Pour s’en convaincre il suffit d’aller faire un tour sur la « liste des émissions » » du site internet de France Inter. On peut y voir les photos de 63 journalistes qui officient sur les ondes pour la radio. Parmi eux, trois sont issus d’une minorité visible. Les journalistes d’information « issus d’une minorité visible » sont qualifiés ainsi parce que le public les remarque davantage que ceux à la peau plus claire.

On devrait pourtant dire minorité « invisible » tant ils sont esseulés au sein du paysage journalistique français quand il ne se résume pas qu’au petit-écran. On se souvient de cette enquête de 2006 pour le livre « Noir et français » qui avait conclu à la présence d’un seul et unique « journaliste noir » parmi tous les rédacteurs salariés de la presse quotidienne nationale (près de 2000). Ce dernier, Bertrand Dicale étant d’ailleurs métis travaillait pour Le Figaro à l’époque et officie actuellement pour France Info. Il écrit fréquemment des livres et, est notamment l’auteur de « La chanson française pour les nuls ». Plus proche de nous, l’année dernière Mustapha Kessous un journaliste du Monde a été encouragé par sa rédaction à rédiger un article sur les incivilités dont il était victime jusque dans son métier. L’inventaire est édifiant.

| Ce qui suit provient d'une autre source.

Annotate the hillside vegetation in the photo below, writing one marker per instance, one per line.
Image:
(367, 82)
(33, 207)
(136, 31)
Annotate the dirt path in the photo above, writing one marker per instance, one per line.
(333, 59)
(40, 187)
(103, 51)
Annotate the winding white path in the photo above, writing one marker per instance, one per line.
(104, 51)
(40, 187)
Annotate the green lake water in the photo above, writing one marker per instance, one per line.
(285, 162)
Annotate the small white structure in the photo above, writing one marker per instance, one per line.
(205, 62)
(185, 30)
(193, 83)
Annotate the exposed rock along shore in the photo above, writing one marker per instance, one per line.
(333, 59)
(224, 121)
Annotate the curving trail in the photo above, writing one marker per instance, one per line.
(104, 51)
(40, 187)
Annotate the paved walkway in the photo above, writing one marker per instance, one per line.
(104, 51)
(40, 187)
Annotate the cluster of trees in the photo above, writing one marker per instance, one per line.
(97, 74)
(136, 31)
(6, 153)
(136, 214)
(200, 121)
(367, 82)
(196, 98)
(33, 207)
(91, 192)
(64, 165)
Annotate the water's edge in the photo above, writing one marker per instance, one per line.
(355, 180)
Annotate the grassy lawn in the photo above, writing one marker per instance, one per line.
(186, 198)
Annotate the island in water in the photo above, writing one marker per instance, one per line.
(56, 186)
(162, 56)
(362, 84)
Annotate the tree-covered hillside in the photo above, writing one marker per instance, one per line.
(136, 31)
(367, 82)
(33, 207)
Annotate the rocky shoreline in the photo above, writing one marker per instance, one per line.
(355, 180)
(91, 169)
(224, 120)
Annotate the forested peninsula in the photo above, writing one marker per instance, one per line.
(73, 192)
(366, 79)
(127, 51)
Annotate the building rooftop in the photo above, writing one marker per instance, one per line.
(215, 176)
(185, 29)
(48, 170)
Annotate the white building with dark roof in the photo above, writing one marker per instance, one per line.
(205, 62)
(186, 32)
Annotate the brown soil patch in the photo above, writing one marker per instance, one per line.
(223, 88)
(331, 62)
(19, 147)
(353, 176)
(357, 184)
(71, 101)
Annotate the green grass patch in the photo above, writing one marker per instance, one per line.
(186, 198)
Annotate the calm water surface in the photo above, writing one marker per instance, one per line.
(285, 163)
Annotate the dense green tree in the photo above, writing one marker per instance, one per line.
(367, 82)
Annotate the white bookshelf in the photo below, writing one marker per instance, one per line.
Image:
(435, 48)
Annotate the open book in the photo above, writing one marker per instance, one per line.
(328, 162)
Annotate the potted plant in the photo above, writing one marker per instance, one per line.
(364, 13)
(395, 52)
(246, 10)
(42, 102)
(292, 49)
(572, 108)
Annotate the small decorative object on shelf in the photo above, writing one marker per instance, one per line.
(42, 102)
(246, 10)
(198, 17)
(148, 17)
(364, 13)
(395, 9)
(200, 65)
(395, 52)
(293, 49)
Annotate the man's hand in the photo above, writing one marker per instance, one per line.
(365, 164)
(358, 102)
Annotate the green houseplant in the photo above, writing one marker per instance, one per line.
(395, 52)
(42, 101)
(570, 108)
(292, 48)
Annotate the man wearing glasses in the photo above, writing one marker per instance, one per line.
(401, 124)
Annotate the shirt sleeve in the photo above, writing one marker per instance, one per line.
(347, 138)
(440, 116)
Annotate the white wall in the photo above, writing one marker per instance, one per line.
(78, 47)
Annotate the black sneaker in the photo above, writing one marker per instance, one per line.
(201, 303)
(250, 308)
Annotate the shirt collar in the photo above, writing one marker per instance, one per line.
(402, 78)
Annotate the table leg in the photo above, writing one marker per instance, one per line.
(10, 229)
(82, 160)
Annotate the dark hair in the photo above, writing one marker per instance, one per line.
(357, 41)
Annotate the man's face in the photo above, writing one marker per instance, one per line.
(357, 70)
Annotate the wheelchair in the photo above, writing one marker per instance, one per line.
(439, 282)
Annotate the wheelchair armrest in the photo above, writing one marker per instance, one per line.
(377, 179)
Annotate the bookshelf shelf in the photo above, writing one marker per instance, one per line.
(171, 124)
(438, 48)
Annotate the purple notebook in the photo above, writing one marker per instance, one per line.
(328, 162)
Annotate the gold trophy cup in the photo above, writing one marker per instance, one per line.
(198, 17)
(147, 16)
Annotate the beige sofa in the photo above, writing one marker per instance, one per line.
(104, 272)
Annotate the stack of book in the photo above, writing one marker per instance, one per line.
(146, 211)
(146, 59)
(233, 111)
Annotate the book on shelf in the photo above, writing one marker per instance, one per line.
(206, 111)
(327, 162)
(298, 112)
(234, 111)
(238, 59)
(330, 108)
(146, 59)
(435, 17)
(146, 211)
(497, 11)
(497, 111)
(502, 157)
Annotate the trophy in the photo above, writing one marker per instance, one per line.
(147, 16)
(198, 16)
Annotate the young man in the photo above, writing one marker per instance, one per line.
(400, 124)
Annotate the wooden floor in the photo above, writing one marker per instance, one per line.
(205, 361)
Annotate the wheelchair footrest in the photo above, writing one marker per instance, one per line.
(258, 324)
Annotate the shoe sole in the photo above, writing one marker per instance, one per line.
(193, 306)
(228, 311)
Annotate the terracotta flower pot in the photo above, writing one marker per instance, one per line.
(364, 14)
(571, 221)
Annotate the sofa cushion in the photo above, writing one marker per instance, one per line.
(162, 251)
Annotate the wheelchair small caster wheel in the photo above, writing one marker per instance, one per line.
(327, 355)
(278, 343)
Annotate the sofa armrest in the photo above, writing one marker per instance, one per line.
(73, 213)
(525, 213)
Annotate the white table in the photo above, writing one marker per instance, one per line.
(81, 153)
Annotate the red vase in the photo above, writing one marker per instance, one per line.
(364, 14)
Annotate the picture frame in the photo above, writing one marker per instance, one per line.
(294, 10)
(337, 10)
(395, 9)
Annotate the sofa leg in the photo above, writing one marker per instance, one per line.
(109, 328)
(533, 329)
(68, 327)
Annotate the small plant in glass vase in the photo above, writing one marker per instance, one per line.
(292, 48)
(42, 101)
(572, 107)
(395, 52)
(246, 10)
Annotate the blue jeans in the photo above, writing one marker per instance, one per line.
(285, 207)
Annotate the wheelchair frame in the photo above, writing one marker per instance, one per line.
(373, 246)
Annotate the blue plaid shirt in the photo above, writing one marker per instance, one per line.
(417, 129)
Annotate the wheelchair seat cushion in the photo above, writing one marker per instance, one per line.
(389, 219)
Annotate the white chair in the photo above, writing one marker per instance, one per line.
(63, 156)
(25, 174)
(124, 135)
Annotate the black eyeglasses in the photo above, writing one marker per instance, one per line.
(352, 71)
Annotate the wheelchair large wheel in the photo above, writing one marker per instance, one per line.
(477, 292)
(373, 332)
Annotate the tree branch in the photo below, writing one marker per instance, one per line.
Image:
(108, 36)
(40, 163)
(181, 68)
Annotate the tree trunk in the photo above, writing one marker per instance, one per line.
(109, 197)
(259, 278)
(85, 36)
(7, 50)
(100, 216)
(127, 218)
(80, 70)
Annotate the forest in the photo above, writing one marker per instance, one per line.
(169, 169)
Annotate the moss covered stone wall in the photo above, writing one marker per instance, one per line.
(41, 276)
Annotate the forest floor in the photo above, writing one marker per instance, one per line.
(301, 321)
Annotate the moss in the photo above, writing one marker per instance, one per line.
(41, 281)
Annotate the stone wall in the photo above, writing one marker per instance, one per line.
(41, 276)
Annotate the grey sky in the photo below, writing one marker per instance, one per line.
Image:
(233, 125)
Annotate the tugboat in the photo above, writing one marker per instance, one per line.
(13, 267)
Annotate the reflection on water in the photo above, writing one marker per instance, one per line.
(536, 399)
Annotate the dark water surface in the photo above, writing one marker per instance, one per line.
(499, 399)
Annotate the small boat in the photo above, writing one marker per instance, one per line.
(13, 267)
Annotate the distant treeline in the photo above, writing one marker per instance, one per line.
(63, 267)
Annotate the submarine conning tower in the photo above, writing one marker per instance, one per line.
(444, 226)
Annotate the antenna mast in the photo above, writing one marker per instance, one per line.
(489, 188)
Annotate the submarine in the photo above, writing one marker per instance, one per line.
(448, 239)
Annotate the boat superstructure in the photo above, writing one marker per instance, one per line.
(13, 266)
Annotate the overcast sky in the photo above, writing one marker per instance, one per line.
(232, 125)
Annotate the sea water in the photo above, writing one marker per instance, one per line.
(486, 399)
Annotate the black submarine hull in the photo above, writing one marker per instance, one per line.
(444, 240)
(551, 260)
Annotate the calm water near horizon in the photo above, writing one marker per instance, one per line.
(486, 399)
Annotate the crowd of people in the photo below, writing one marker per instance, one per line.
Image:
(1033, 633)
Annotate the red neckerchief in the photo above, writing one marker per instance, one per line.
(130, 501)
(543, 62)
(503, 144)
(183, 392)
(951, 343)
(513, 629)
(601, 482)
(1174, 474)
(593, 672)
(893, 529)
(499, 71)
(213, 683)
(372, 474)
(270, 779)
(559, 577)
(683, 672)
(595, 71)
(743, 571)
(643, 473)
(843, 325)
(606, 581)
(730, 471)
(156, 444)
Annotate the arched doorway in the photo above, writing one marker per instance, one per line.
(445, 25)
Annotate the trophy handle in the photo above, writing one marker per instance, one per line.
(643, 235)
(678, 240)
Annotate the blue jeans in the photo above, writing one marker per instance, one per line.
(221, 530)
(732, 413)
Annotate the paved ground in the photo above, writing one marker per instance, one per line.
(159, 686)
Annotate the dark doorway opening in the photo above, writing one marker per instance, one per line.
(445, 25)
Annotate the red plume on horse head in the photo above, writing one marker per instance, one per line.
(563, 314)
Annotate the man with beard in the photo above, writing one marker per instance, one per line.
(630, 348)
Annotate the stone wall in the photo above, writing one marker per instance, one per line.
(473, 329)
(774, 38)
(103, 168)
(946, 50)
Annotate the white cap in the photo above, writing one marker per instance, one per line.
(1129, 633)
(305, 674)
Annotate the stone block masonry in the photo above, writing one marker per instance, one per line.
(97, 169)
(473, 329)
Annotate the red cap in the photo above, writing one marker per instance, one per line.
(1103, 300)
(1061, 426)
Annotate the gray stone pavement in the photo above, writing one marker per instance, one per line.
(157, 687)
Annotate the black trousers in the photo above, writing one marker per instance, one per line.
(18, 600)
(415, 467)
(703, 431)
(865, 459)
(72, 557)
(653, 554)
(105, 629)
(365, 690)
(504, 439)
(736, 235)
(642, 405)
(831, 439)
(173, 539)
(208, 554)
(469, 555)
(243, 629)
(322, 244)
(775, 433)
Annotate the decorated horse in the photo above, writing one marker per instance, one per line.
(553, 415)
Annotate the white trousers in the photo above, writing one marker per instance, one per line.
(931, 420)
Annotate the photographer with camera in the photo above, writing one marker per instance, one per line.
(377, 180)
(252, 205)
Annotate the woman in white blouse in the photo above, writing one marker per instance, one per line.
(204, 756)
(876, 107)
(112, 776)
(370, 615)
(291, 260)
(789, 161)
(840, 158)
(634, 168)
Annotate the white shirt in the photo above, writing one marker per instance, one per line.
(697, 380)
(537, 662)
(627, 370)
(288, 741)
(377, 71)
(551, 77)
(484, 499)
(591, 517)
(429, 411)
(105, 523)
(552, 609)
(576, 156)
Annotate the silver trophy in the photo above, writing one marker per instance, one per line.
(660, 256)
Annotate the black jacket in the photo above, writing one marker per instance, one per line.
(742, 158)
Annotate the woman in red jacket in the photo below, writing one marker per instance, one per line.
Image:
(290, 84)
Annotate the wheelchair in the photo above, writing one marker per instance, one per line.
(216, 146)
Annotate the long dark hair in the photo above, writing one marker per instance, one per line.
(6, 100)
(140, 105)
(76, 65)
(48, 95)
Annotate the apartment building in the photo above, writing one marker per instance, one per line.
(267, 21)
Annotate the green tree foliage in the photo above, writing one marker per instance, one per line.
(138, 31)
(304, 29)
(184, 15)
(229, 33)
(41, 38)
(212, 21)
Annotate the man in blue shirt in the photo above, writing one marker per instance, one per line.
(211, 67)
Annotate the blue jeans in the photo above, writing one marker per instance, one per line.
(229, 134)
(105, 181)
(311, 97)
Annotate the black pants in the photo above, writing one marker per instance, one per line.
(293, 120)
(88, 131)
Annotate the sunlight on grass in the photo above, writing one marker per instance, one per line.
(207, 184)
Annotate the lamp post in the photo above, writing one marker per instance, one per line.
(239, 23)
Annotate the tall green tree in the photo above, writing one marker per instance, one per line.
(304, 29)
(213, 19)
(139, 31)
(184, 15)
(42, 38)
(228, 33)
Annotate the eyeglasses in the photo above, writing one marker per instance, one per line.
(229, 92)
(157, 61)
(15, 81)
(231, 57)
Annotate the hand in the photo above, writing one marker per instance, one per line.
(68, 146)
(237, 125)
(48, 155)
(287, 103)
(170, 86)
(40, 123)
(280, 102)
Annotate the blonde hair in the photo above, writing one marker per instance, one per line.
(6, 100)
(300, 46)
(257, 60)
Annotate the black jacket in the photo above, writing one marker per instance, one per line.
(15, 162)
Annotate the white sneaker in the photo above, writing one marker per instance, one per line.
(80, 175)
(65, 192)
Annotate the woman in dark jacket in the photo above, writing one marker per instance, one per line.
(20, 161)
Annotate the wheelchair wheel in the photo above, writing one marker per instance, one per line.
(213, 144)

Un supporter qui refuse de lui parler car il est arabe. Des contrôles très fréquents de la police, qui le prend même quelques fois pour un suspect. Des personnes qui appellent la rédaction du journal pour signaler qu’un arabe se fait passer pour un journaliste du Monde mais aussi Brice Hortefeux qui l’accueille avant une interview par un « Bonjour, vous avez vos papiers ? ». Apparemment le chemin est encore long avant que le terme de minorité visible ne devienne obsolète.

Les consciences auront alors déjà bien évoluée. Les différences visibles seront alors mieux acceptées. Et si ce n’est pas pour demain, on s’en approche doucement concernant… la télévision. Il n’y a qu’à voir les visages de plus en plus colorés des jeunes journalistes qui présentent des JT ou des émissions d’informations.

Espérons que les médias écrits et radios ne resteront pas indéfiniment à la traine à cause de leur manque d’exposition vis-à-vis du public. On ne sait pas toujours qui a écrit un article ou qui parle dans le micro alors qu’à la télé, les couleurs sont « visibles ». Ce qui ne se voit pas n’évolue que très lentement.